Posted December. 15, 2003 23:14,   


At the local elections held in June 2002, 43 heads of local governments were elected for the third time. There are many heads of local governments who are considering running for the general elections next year, without completing their terms. The consecutive terms one can serve as the local government chief is limited to three. Incumbent representatives cannot but feel nervous as local government chiefs armed with organizational abilities and vote capacities through nearly 10 years’ experience of being close with residents in the local administration, show interest in the election. Much interest is especially focused on provincial governors such as Shim Dae-pyoung (South ChungCheong Province), Lee Eui-geun (North Gyeoungsang Province), and Kim Hyuk-kyu (South Gyeoungsang Province). Governor Shim recently announced that he would not run in the general elections despite pressure from his party to do so. No particular movement has been spotted from Governor Lee.

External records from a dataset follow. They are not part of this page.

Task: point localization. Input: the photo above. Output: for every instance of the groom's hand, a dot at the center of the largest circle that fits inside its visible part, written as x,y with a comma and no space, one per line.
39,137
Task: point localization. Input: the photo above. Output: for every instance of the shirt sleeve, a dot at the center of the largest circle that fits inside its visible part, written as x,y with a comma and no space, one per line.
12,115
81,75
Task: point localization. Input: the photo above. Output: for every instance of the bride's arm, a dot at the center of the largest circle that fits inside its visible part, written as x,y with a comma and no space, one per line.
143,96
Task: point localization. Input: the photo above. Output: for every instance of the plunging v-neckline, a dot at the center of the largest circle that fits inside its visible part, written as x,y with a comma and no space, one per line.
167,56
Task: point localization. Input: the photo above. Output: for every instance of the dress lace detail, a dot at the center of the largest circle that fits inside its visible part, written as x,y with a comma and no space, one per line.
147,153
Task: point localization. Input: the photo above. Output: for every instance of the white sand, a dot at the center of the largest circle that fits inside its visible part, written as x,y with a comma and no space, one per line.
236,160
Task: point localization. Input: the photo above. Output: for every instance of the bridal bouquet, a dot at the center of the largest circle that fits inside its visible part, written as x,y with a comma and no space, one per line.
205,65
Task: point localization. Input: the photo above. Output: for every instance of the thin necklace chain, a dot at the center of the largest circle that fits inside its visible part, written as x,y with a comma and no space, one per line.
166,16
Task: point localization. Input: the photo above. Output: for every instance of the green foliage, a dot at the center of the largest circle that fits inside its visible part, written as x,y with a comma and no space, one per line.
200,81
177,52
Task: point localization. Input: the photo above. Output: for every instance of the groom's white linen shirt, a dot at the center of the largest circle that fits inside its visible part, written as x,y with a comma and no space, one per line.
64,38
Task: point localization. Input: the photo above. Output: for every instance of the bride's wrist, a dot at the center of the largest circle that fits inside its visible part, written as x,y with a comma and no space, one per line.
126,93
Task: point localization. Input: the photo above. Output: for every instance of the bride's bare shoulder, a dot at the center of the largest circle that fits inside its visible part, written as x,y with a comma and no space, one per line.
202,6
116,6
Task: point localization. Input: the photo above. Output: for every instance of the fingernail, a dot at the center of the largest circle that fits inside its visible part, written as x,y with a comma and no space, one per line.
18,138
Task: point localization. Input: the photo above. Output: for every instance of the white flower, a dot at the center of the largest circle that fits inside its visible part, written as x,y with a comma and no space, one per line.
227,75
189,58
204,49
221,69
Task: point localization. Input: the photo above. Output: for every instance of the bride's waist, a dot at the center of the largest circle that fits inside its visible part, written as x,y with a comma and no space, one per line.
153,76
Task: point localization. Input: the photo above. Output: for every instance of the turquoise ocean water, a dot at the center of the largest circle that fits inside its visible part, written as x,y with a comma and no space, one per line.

Governor Kim began his career at the Changnyeong-gun town office as a fifth rank (Eul, equal to the present ninth rank) government official after graduating from Pusan National University. He showed his devotion by making it to the home ministry in six years after making his way through the Changnyeong county office and the South Gyeoungsang provincial office. However, he did not feel satisfied with his small success and turned his life around by going to the U.S. with only $1,000 in his pocket to start a new beginning as a bag vendor on the street. Kim established the “Hyuk Trading Co.” and released the “belt pouch,” a bag you tie around your waist, which was a hit. He got the idea for his product from the money belt that Korean peddlers used in the past.

If the former chief presidential secretary Park Jie-won is hailed as the millionaire of the Honam area through his wig business to the Korean society in New York, Kim is the millionaire of the Busan and South Gyeoungsang province (formerly spelled Pusan and Kyeongnam, thus called PK) through his bag business. Governor Kim supported democratization campaigns by establishing the New York Democracy Promotion Association, became the presidential secretary of former president Kim Young-sam, and then was appointed governor of the South Gyeoungsang Province. Government and popular elections together, he has been elected four times. Calling himself the CEO of the “South Gyeoungsang Province Co.,” he has already attempted to become the “CEO of ROK” by running for the presidential candidate spot of the Grand National Party with no success.

The GNP criticized Kim as a “betrayer,” a “degenerate,” and the “product of scheming politics” for changing parties. The local sentiment at the South Gyeoungsang Province, a GNP stronghold, was also not very positive. It seems that Kim’s decision to change his party is the result of ceaseless efforts of the Uri Party, whose survival depends on its plan to target the PK. There are some who say the Uri Party fed on his ambition of becoming the “CEO of ROK.” Now, betraying the expectations of voters who picked him for his party, Kim is resigning from his post before even finishing half of his four-year term. One has to wonder how the people of the South Gyeoungsang Province will judge this decision of Governor Kim.